Member Reviews
I have adored all of Freye Marske’s books, and Swordcrossed was no exception. This delightful story follows Matti, a man trying to save his family’s struggling business through an arranged marriage. When it becomes apparent that his intended has a paramour who plans to challenge him to a duel at his wedding, Matti is forced to hire the services of a best man to stand in. Unable to afford the best of the best, Matti takes a chance on a new swordsman in town—and is less than thrilled to discover it is the same man, Luca, who tried to con him at a bar last night. Matti begrudgingly hires Luca and promises not to turn him in for the con on the condition that he also receive sword lessons up until the wedding. As Luca and Matti meet for their lessons, sparks fly, and a mystery around Matti’s family business begins to emerge. They will both need to decide whether or not they can be honest— both with themselves and one another—if they have any hope of saving Matti’s family business…and maybe their hearts along with it.
❤️ What I loved: It’s always thrilling when a book delivers on expectations—and Swordcrossed was exactly what I was hoping for and more! This is an excellent romance with an engaging plot, well-developed characters, and great world-building. The tone of this book is delightfully funny, sexy, and emotional all at once. I adored Matti and Luca’s relationship arc and was eating up all of their tension and banter.
This is an easy recommend for fans of queer romance and fantasy. I would highly recommend Swordcrossed to fans of Marske’s The Last Binding trilogy or authors like Alexis Hall. Marske has quickly become an auto-buy author for me, and I can’t wait for her next adventure.
**Rating: ⭐⭐⭐⭐⭐/5 (4.5-5)**
**Acknowledgments & Disclaimers** ✨ Thank you to NetGalley, Freye Marske, and Macmillan Audio, for providing an ARC and the opportunity to share an honest review of this book. ✨ All thoughts and opinions expressed in this review are my own. ✨ My reviews and ratings strive to evaluate books within their own age-demographic and genre.
I adore Freya’s storytelling. The hilarity and passion that sizzles between her characters are swoon worthy - and the narration just gives it that extra something. Fake identities, spying, secret trysts, duels, fighting families - I mean this book has it all. Ah to be loved so dearly.

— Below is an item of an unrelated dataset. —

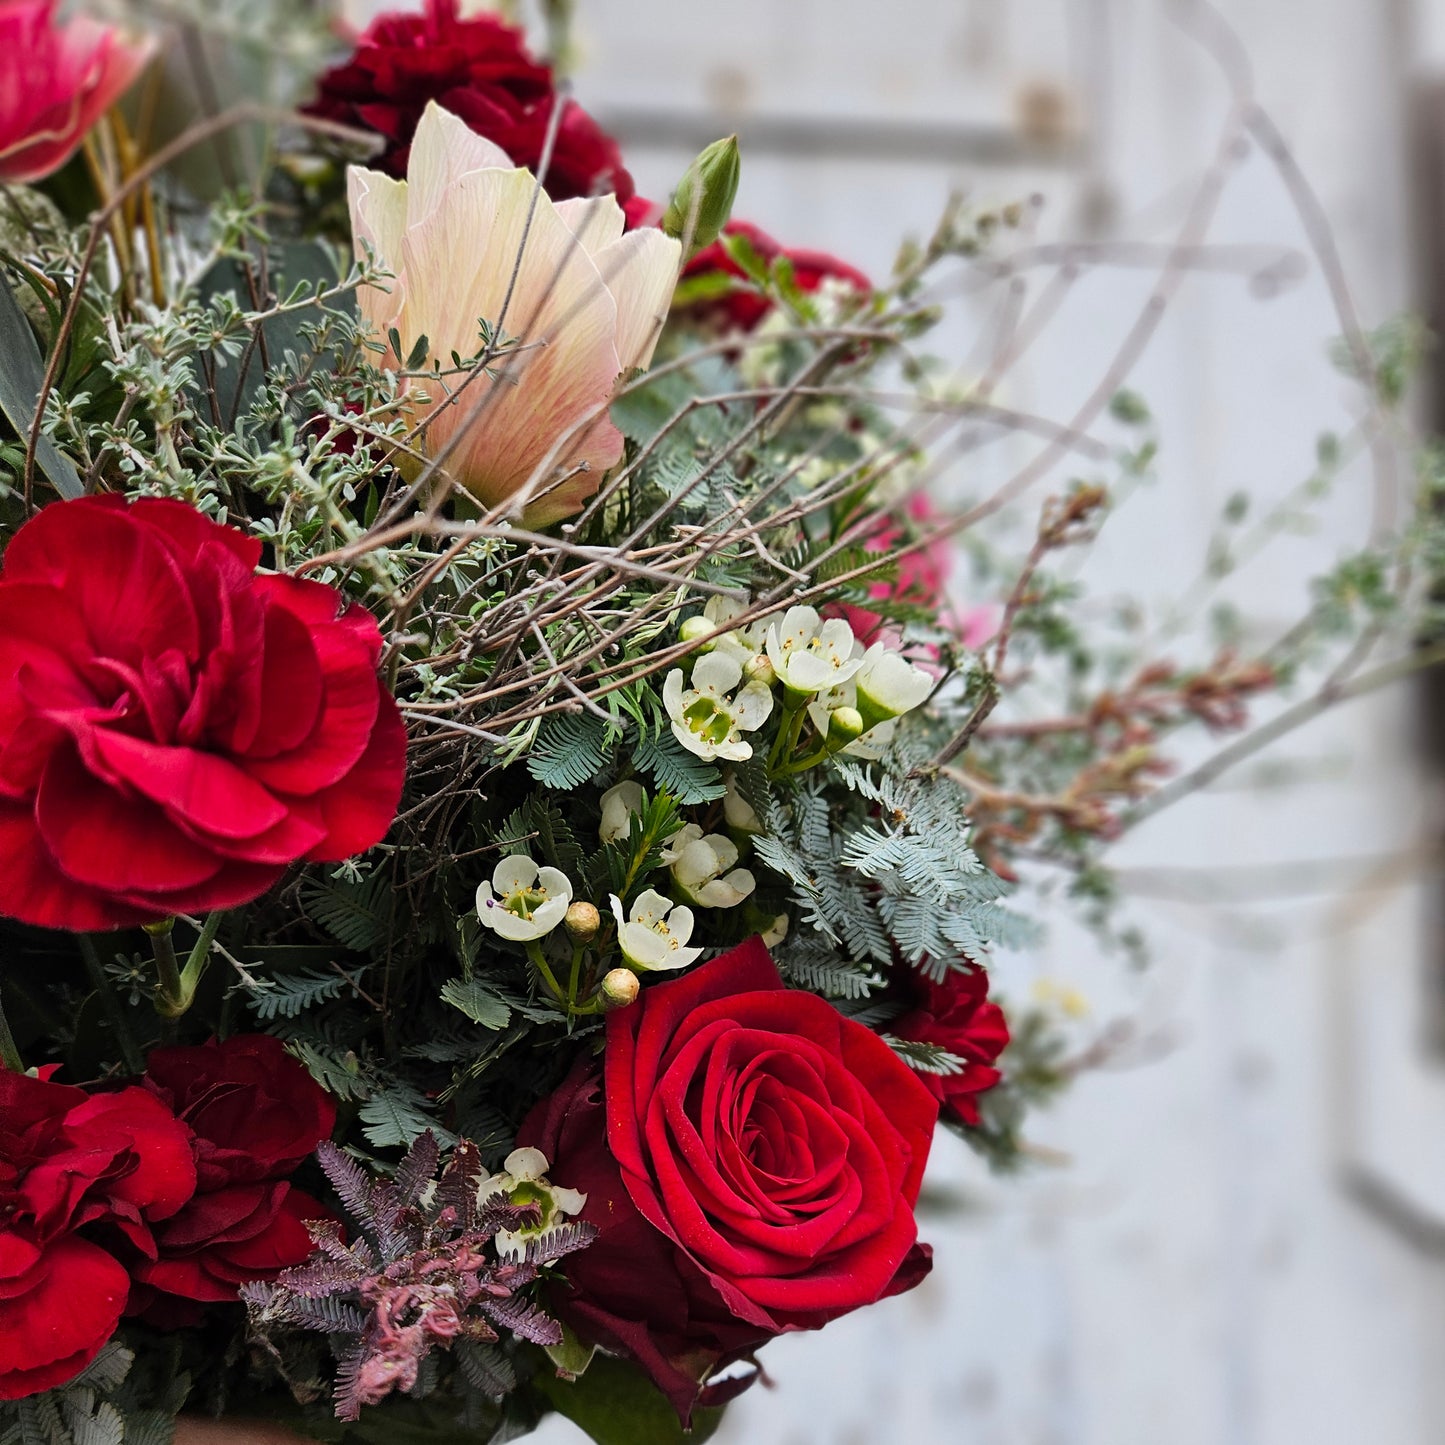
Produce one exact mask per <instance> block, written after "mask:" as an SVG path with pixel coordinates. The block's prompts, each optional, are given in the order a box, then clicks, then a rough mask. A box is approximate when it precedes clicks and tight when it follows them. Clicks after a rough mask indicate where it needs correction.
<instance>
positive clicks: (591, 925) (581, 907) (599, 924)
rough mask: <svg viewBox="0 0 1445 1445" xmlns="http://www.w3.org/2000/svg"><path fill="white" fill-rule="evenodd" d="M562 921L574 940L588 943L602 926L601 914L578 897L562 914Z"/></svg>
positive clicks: (590, 905)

Very pleasant narration by Omari Douglas, who doesn't miss a beat and whose lightly amused tone of voice throughout adds humor and warmth to the text. Kudos for reading aloud all the smutty scenes without sounding like he batted an eye at the explicit content.
A pretty sweet queer historical romance with subplots of business intrigue and family dynamics.
It’s important to note here, for readers who know Marske from her Last Binding trilogy, that this is not a fantasy. The story takes place in a secondary queer-norm pre-industrial world, but there’s no magic.
The audiobook narrator is excellent, but with two male POV characters, I would have appreciated a second narrator to help more easily distinguish which character’s head we’re in.
I really enjoyed this. I love low stakes high fantasy and this was a really fun example of that. I found the characters to be really funny and I appreciate that especially in a fantasy novel. Sometimes fantasy can get kinda full of itself but this one was really fun.